Agricoltura allo stremo e Pac è ‘cassa integrazione’. Lo sfogo di un imprenditore lucano: serve chiarezza per futuro settore

L'agricoltore Giuseppe Corrado

Giuseppe Corrado, agricoltore di Nova Siri (Mt) titolare dell’azienda agricola “Pantanello” – e lettore di agricultura.it -, ci scrive questa lettera che volentieri pubblichiamo. Un agricoltore appassionato e preoccupato, ma anche deluso, che ci parla del futuro della Pac e che certo non le manda a dire.

Da poco è stato rinnovato il Parlamento europeo, spero e mi auguro che affronti i problemi agricoli del Continente. Al momento della costituzione circa 60 anni fa con il Trattato di Roma, l’agricoltura era al centro degli interessi strategici della Comunità europea.

Successivamente, l’agricoltura è sempre più diventata un problema secondario, anzi nello scacchiere geopolitico è diventata merce di scambio, da sacrificare negli accordi commerciali (bilaterali e multilaterali) con altre esigenze (quelle industriali e dei servizi).

A ciò si è aggiunta la globalizzazione non governata e, in modo attento, ha fatto il resto la politica delle grandi catene distributive di generi alimentari, le quali detengono la quasi totalità del commercio. Sono questi i nuovi feudatari, con un modello di mezzadria alla rovescia, dove l’agricoltore produce per conto delle grandi catene, secondo tempi, modi e standard rigidamente prefissati. Salvo poi che la remunerazione è ai limiti della schiavitù.

I prezzi pagati in campagna si conoscono e tutti vedono che allo scaffale hanno un picco abnorme (anche fino a 10 volte più). La differenza non giustifica i pochi centesimi per kg pagati alla fonte.

Detto ciò, l’UE attenta al suo popolo avrebbe il dovere morale e politico di lanciare una conferenza agricola europea, con il preciso compito di dire cosa si vuole fare del settore agricolo.

Farla a livello di singoli Stati membri non avrebbe senso, perché se le scelte politiche non fossero in linea con le direttive UE, verrebbe aperta una procedura d’infrazione e tutto rimarrebbe come prima, con in più costose conseguenze per le casse dello Stato membro.

Ma chi deve fare la prima mossa?
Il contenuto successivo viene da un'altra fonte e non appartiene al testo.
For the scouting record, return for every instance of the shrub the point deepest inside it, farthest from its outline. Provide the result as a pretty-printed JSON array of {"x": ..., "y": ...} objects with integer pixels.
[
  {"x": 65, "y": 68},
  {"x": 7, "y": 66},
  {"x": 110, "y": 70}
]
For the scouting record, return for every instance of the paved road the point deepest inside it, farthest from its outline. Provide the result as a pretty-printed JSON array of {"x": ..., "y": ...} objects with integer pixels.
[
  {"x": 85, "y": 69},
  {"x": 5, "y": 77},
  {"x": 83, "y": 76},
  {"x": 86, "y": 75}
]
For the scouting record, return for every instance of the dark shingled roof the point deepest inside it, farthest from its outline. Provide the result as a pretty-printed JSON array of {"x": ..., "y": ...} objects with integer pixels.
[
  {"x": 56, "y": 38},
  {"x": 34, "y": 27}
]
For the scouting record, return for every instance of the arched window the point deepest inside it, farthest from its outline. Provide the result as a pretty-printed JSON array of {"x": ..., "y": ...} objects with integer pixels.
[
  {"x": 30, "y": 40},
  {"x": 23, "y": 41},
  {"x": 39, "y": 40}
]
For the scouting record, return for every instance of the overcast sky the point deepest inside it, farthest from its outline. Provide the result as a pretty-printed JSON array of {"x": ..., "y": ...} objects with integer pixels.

Sarebbe auspicabile che le sigle sindacali europee si facessero promotrici, ognuna per i propri canali, di chiedere in tempi brevi una conferenza agricola europea, tenendo conto della necessità di evitare l’errore di scambiare la conferenza europea con la PAC, che è ben altra cosa.
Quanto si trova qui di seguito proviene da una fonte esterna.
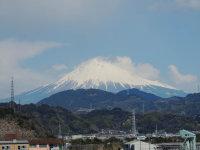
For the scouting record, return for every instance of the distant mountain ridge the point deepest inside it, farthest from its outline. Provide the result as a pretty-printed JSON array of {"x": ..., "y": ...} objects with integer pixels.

Quest’ultima la fanno i burocrati di Bruxelles e sostanzialmente gli Stati membri ci mettono la firma con piccole modifiche, sostenute dalle sindacali.

Ed i risultati sono sotto gli occhi di tutti. Oggi la PAC appare come una “cassa integrazione” e, come sembra, per il post 2020 si parla di riforma ambiziosa, ma ci si accontenta della sola invarianza dei contributi, che seppur considerevoli lasciano irrisolti i problemi dell’equilibrio e del corretto funzionamento dei mercati.

Oggi è questo il problema principale che va risolto in modo deciso e definitivo. Come? Regolamentando l’ingresso di merce, se non si procede in tale direzione l’invarianza del bilancio PAC assume i contorni della regalia data ad un figlio capriccioso.

Le sindacali se hanno a cuore problemi dei loro soci devono spingere con forza per una conferenza europea. Quelle nazionali sono inutili e dimostrano che non c’è la capacità di comprendere le vere esigenze delle imprese agricole e dei lavoratori.

Basta girare per le campagne d’Italia e comprendere come c’è delusione e malcontento in primis verso le sindacali e poi pure verso l’UE.

Quest’ultima è così perché rispecchia la volontà dei cittadini. Abbiamo un’arma ed è il voto cosa che la finanza non ha. Siamo più numerosi, se votassimo bene la finanza sarebbe messa all’angolo e avrebbe il dovere di rispettarci, altrimenti ci calpesterà anche essendo minoranza nell’urna.